(Persia Digest) – Faror Island, in the Hormuzgan Province of southern Iran, is one of the richest coral reef islands of the Persian Gulf. It is situated to the southwest of Bandar Langeh Port and southeast of Kish Island.

The island’s sandy beaches are one of the best habitats for its turtles to lay their eggs. These huge animals are known as the green turtles of the Persian Gulf. This is also the only place in Iran which is the habitat of a species of mountain deer. A considerable number of migrant birds, some of which are rare and in danger of extinctions, make this island their home in the cold season, such as the fish-eating sea eagle, white-eared bulbul, hoopoe, bee-eaters, laughing dove, and yellow wagtails.

Big Faror has been a protected area under the supervision of the Department of Environment since 1979. The island is covered with dunes and is 145 meters above sea level at its highest point.
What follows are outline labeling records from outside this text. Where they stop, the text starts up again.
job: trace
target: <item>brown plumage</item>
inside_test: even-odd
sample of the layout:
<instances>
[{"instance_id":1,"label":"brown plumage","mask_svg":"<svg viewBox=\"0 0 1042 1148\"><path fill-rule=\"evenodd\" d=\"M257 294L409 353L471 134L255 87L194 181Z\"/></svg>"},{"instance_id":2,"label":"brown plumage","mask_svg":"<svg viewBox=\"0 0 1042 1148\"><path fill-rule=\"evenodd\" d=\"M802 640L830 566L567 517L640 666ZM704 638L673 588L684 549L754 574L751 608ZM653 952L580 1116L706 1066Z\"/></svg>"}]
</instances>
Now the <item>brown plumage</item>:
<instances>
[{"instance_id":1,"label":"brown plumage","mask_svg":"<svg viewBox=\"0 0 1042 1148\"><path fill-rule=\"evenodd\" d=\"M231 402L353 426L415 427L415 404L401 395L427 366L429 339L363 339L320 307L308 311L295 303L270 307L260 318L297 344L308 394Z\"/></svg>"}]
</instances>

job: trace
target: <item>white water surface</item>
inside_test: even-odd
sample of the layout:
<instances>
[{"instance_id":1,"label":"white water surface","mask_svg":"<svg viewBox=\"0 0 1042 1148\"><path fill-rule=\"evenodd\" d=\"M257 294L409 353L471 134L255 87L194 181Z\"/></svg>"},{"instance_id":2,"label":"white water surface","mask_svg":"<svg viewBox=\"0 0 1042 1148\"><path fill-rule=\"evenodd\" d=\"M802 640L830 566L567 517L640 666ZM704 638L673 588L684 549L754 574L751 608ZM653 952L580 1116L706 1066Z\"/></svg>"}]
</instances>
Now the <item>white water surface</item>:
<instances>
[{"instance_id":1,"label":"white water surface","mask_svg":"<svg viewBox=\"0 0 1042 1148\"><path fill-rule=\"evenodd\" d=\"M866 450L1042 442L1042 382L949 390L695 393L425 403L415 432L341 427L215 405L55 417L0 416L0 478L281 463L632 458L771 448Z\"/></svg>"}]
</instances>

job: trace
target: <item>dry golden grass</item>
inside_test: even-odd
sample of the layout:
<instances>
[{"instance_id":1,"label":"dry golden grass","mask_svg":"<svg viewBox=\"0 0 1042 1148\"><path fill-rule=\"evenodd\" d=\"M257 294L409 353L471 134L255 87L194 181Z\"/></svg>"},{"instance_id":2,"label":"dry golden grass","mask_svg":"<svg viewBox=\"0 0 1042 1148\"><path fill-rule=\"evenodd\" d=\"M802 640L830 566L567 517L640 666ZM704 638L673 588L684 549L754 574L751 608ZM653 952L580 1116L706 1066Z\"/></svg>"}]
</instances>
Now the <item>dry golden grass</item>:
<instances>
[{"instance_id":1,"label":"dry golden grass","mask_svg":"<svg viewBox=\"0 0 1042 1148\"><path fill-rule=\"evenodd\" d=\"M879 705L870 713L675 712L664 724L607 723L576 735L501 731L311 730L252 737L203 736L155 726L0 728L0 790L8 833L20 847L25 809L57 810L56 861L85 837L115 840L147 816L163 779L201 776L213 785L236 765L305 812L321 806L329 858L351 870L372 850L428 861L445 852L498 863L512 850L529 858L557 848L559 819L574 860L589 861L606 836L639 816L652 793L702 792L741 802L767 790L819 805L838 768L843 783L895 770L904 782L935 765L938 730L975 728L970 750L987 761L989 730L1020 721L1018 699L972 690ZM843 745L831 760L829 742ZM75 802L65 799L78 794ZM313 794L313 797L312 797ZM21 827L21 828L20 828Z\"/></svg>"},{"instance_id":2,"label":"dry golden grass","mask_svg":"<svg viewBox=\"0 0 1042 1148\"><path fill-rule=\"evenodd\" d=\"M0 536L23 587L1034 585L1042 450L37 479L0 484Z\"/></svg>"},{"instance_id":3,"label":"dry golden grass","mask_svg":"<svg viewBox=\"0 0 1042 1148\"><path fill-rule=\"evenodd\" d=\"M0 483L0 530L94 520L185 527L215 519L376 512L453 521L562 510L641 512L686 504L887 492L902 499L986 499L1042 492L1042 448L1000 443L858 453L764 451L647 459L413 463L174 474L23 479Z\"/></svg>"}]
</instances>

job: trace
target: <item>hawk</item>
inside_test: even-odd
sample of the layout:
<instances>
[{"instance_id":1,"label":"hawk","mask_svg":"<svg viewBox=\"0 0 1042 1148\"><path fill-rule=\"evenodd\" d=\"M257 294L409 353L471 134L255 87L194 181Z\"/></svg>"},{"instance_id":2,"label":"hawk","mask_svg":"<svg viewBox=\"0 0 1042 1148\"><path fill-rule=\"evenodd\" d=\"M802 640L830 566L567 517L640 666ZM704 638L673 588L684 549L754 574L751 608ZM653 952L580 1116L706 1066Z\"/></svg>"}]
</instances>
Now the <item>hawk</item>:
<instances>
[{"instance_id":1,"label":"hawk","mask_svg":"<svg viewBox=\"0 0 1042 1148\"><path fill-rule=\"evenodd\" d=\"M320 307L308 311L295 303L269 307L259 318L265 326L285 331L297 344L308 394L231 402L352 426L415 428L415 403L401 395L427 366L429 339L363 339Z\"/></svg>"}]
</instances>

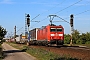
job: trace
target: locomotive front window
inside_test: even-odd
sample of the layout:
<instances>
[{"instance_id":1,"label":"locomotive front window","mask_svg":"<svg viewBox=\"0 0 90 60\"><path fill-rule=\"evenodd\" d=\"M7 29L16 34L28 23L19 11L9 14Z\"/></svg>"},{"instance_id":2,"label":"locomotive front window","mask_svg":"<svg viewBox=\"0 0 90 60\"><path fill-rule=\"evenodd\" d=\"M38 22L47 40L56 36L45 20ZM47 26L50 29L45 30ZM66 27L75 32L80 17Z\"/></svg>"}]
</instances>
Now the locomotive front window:
<instances>
[{"instance_id":1,"label":"locomotive front window","mask_svg":"<svg viewBox=\"0 0 90 60\"><path fill-rule=\"evenodd\" d=\"M57 28L57 32L61 32L62 31L62 28Z\"/></svg>"},{"instance_id":2,"label":"locomotive front window","mask_svg":"<svg viewBox=\"0 0 90 60\"><path fill-rule=\"evenodd\" d=\"M51 28L50 32L56 32L56 28Z\"/></svg>"}]
</instances>

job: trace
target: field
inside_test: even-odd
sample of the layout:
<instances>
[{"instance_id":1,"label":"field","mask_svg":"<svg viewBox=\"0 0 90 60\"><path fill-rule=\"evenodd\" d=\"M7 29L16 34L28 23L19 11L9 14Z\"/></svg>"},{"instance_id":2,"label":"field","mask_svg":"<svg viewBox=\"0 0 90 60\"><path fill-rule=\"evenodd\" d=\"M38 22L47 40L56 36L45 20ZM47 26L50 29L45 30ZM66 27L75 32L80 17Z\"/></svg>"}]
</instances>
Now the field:
<instances>
[{"instance_id":1,"label":"field","mask_svg":"<svg viewBox=\"0 0 90 60\"><path fill-rule=\"evenodd\" d=\"M26 52L36 57L38 60L79 60L77 58L72 58L69 55L58 55L54 52L42 48L34 48L34 47L30 47L22 44L15 44L15 43L8 43L8 44L20 50L27 49Z\"/></svg>"}]
</instances>

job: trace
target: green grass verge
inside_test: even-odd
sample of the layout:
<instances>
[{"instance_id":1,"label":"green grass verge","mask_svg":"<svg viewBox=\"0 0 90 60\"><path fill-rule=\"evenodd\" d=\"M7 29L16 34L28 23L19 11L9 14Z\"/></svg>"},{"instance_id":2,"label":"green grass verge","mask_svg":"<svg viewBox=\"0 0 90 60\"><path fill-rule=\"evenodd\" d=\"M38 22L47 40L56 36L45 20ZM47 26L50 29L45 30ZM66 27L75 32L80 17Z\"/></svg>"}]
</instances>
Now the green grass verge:
<instances>
[{"instance_id":1,"label":"green grass verge","mask_svg":"<svg viewBox=\"0 0 90 60\"><path fill-rule=\"evenodd\" d=\"M30 48L26 45L20 45L18 46L18 44L15 43L8 43L11 46L18 48L18 49L27 49L26 52L29 53L30 55L36 57L38 60L78 60L76 58L72 58L70 56L66 56L66 55L57 55L53 52L50 51L46 51L42 48Z\"/></svg>"}]
</instances>

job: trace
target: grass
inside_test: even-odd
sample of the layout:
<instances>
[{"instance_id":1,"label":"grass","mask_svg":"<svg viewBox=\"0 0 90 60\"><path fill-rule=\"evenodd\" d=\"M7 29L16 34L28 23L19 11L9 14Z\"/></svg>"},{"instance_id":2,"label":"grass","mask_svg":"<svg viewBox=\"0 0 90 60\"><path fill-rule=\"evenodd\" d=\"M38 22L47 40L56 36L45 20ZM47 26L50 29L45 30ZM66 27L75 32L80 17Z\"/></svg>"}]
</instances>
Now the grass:
<instances>
[{"instance_id":1,"label":"grass","mask_svg":"<svg viewBox=\"0 0 90 60\"><path fill-rule=\"evenodd\" d=\"M30 55L36 57L38 60L78 60L76 58L72 58L70 56L66 55L57 55L53 52L46 51L42 48L31 48L26 45L19 45L15 43L8 43L11 46L17 48L17 49L27 49L26 52L29 53Z\"/></svg>"},{"instance_id":2,"label":"grass","mask_svg":"<svg viewBox=\"0 0 90 60\"><path fill-rule=\"evenodd\" d=\"M2 60L2 58L3 58L3 51L2 51L2 46L0 44L0 60Z\"/></svg>"}]
</instances>

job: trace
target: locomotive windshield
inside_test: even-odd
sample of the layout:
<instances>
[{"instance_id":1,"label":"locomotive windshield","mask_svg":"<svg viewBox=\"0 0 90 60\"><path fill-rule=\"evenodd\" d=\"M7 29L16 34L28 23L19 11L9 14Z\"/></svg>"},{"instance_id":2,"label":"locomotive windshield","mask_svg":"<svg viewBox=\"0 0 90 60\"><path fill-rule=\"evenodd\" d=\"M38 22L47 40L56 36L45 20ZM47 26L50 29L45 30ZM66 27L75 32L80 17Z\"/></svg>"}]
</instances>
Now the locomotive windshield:
<instances>
[{"instance_id":1,"label":"locomotive windshield","mask_svg":"<svg viewBox=\"0 0 90 60\"><path fill-rule=\"evenodd\" d=\"M62 28L51 28L50 32L62 32Z\"/></svg>"},{"instance_id":2,"label":"locomotive windshield","mask_svg":"<svg viewBox=\"0 0 90 60\"><path fill-rule=\"evenodd\" d=\"M57 28L57 32L61 32L62 31L62 28Z\"/></svg>"},{"instance_id":3,"label":"locomotive windshield","mask_svg":"<svg viewBox=\"0 0 90 60\"><path fill-rule=\"evenodd\" d=\"M56 32L56 28L51 28L50 32Z\"/></svg>"}]
</instances>

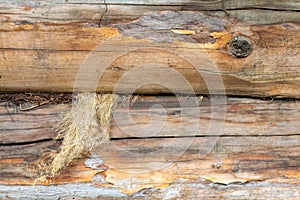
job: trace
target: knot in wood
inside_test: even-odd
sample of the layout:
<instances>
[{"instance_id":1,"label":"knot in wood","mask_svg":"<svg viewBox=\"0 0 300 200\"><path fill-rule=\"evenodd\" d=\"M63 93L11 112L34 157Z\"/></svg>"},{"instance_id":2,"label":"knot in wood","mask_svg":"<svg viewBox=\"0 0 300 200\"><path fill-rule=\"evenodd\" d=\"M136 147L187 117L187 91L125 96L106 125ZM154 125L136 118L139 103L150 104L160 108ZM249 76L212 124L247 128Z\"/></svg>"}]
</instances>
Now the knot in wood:
<instances>
[{"instance_id":1,"label":"knot in wood","mask_svg":"<svg viewBox=\"0 0 300 200\"><path fill-rule=\"evenodd\" d=\"M236 58L245 58L252 52L252 43L244 36L234 36L228 43L228 51Z\"/></svg>"}]
</instances>

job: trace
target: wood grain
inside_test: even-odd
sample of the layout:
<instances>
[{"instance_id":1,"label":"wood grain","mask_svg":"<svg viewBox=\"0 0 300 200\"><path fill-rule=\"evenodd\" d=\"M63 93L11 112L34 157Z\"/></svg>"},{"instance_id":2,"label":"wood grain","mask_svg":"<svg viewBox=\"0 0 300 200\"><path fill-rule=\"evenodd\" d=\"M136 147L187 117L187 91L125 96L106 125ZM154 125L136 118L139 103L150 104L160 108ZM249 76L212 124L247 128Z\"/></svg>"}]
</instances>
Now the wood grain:
<instances>
[{"instance_id":1,"label":"wood grain","mask_svg":"<svg viewBox=\"0 0 300 200\"><path fill-rule=\"evenodd\" d=\"M229 98L226 105L195 97L139 97L134 104L120 97L114 110L112 138L174 136L289 136L299 134L300 103ZM160 106L158 106L160 105ZM23 106L26 108L26 106ZM53 128L72 105L46 105L23 112L0 106L0 144L56 137ZM198 109L199 112L195 111ZM8 112L9 113L8 113ZM186 113L184 113L186 112ZM213 114L215 112L215 114ZM212 126L220 127L213 129ZM212 133L212 130L219 130Z\"/></svg>"},{"instance_id":2,"label":"wood grain","mask_svg":"<svg viewBox=\"0 0 300 200\"><path fill-rule=\"evenodd\" d=\"M74 161L48 184L87 182L78 187L106 191L111 197L144 193L159 197L173 191L175 185L181 185L177 195L193 196L189 192L194 191L194 184L208 188L207 192L214 191L211 184L217 191L221 190L219 184L224 185L222 194L225 196L230 196L227 191L233 188L254 195L276 184L273 189L286 191L290 188L290 193L284 195L293 199L300 179L299 102L228 98L224 127L218 136L199 130L209 129L209 123L221 123L222 118L211 118L211 114L213 110L222 113L224 107L212 105L211 99L199 101L199 98L202 99L144 96L132 101L131 97L121 97L114 113L111 143L95 148L93 156ZM191 107L195 100L200 102L200 129L193 129L195 116L180 113L185 110L183 108L195 110ZM40 161L59 151L60 142L53 140L56 134L51 127L71 105L47 105L27 112L14 107L7 109L14 122L2 104L0 184L31 185L39 177ZM127 112L134 124L126 118ZM117 119L122 124L117 123ZM38 121L40 123L36 123ZM152 124L148 125L149 122ZM161 124L163 126L159 126ZM145 131L155 132L158 128L161 129L156 135ZM89 159L93 159L89 163L95 164L87 164ZM42 186L23 187L26 190ZM10 186L2 187L2 193L11 189Z\"/></svg>"},{"instance_id":3,"label":"wood grain","mask_svg":"<svg viewBox=\"0 0 300 200\"><path fill-rule=\"evenodd\" d=\"M4 23L1 30L0 92L300 97L298 23L257 26L160 12L115 28ZM246 58L228 52L237 35L253 43Z\"/></svg>"},{"instance_id":4,"label":"wood grain","mask_svg":"<svg viewBox=\"0 0 300 200\"><path fill-rule=\"evenodd\" d=\"M18 2L16 4L16 2ZM124 23L138 19L145 12L161 10L201 11L225 17L224 10L232 17L252 24L272 24L299 21L300 5L297 0L106 0L104 1L34 1L1 0L1 21L15 23ZM106 10L106 6L107 10Z\"/></svg>"}]
</instances>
It is surrounded by deep waters and its coral reef is rich in fish and shellfish. Although it is uninhabited, fishermen from other areas come here for their catch.

Currently, the island has no local inhabitants and is administered by a small number of government officials who live here. But it was inhabited in the past and people earned a living by fishing and pearl diving. The remains of a few water wells, arid farmlands, and dilapidated houses can still be seen around the island.

To the south of Big Faror is a smaller island called Small Faror, or Bani Faror. This is a derivative of the name Faro chosen by the Portuguese for the island after the capital of southern Portugal’s Algarve region during their occupation. Little by little, the name changed to Faror with the passage of time.

The vegetation includes acacia, fig trees, mesquites, oriental hornbeam, and palm trees. The acacia plant on the island depends on the mountain deer for survival. Their digestive system has a characteristic which increases the power of germination in this plant by manifold. When the deer feed on acacia leaves, the seeds they swallow with it grows much stronger once it is back in the soil and a new plant easily grows there.

No other mammals live on the island apart from the deer. But there is wide variety of birds here, including terns, egrets, kestrels, firebirds, brown-necked ravens, skylarks, hoopoes, redtails, yellow wagtails, bee-eaters, and the Eurasian collared doves.